Grazie, ragazzi
Illustrissimo Presidente della Repubblica,
gli studenti dell’istituto Magistrale Erasmo da Rotterdam di Sesto San Giovanni, coinvolti dal tragico evento della morte di Monica, sapendo di interpretare il pensiero di tutti i loro coetanei, sentono la necessità di presentare una richiesta alla Sua attenzione in vista dei prossimi progetti di cambiamento della scuola.
«AIUTATECI A CAPIRE!» (dall’intervento di una studentessa al consiglio di Istituto)
La tragica vicenda di Monica e il tentativo di dare una spiegazione non illusoria o falsamente consolatoria a questo triste evento ha risvegliato in noi molte domande ed il desiderio di essere aiutati a capire il significato da dare al nostro venire a scuola e alla nostra vita. Abbiamo capito che la scuola non deve rinunciare a questo compito educativo e che da questo si deve partire per affrontare i programmi delle varie discipline, i progetti, le commissioni e tutto il resto. Abbiamo bisogno che gli insegnanti abbiano il tempo, e non solo in occasioni drammatiche come queste, di ascoltarci, di confrontarsi con noi giovani, di sollecitare la nostra libertà ed il nostro interesse con delle ipotesi positive sulla vita e sulla realtà. Allo stesso tempo, tuttavia, noi studenti siamo convinti che esista un rapporto di educazione reciproca: anche gli insegnanti possono arricchirsi attraverso il rapporto con noi. La pedana su cui stava la cattedra in tempi poi non così lontani dai nostri non c’è più, ma tante volte è come se i professori non fossero su una pedana, ma sulla sommità di una montagna lontana mille chilometri da noi. Questo succede perché il loro interagire con noi è spesso costretto dai tempi dello svolgimento del programma e delle interrogazioni, da tutti quegli apparati burocratici così freddi e impersonali che distolgono da un rapporto più concreto e vero. Pensiamo che la scuola non debba limitarsi ad istruire, a far acquistare delle tecniche ma debba rischiare di proporre dei perché, delle ragioni che siano alla base del nostro impegno e dei nostri sforzi. In questi giorni abbiamo scoperto che, quando si riconosce di avere le stesse domande sulla vita, scatta fra studenti e professori una vera amicizia e un vero rapporto di fiducia e di rispetto. Desideriamo che questo continui.

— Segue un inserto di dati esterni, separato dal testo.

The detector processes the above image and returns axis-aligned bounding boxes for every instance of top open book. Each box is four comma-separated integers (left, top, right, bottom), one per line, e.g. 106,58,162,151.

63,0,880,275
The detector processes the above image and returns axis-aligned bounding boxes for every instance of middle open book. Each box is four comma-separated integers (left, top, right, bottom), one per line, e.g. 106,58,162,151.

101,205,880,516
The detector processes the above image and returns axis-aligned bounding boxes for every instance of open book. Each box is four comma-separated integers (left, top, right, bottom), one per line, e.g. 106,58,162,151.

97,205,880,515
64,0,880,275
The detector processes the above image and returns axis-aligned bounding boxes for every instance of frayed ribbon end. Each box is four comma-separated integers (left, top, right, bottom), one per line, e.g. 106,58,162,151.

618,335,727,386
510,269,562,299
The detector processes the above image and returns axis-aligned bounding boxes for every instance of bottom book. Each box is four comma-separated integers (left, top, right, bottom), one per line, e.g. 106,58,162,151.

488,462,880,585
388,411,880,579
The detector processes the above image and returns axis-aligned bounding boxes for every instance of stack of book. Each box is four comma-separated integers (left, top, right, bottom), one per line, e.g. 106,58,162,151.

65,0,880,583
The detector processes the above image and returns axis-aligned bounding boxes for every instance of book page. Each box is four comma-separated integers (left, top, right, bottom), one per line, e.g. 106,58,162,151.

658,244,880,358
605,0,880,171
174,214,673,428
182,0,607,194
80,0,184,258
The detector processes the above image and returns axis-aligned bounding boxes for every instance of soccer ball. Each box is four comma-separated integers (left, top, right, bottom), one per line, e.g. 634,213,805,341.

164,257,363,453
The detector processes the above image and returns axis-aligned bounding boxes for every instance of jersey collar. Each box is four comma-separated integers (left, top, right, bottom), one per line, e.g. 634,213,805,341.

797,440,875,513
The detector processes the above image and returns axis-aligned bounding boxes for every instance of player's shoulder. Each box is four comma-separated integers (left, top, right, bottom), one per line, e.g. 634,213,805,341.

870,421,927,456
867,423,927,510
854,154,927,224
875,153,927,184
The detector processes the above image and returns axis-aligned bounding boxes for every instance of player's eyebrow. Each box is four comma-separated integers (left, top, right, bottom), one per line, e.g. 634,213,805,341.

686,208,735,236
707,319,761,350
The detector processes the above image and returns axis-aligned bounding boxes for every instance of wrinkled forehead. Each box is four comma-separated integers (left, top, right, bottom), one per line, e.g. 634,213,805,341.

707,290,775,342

Signor Presidente, faccia in modo che il Ministro non si limiti a darci qualche psicologo in più, qualche competenza in più o qualche astratto valore in più! Faccia in modo che la scuola ci aiuti ad affrontare, dentro l’impegno di ogni giorno, le grandi domande della vita e che ci sia data la possibilità di imparare tutto questo da coloro che già oggi, nella scuola, ci testimoniano questa positività.
Grazie.
Gli studenti dell’Erasmo da Rotterdam di Sesto San Giovanni
Chiediamo a tutte le scuole di far propria questa richiesta e di inviarla al Ministro.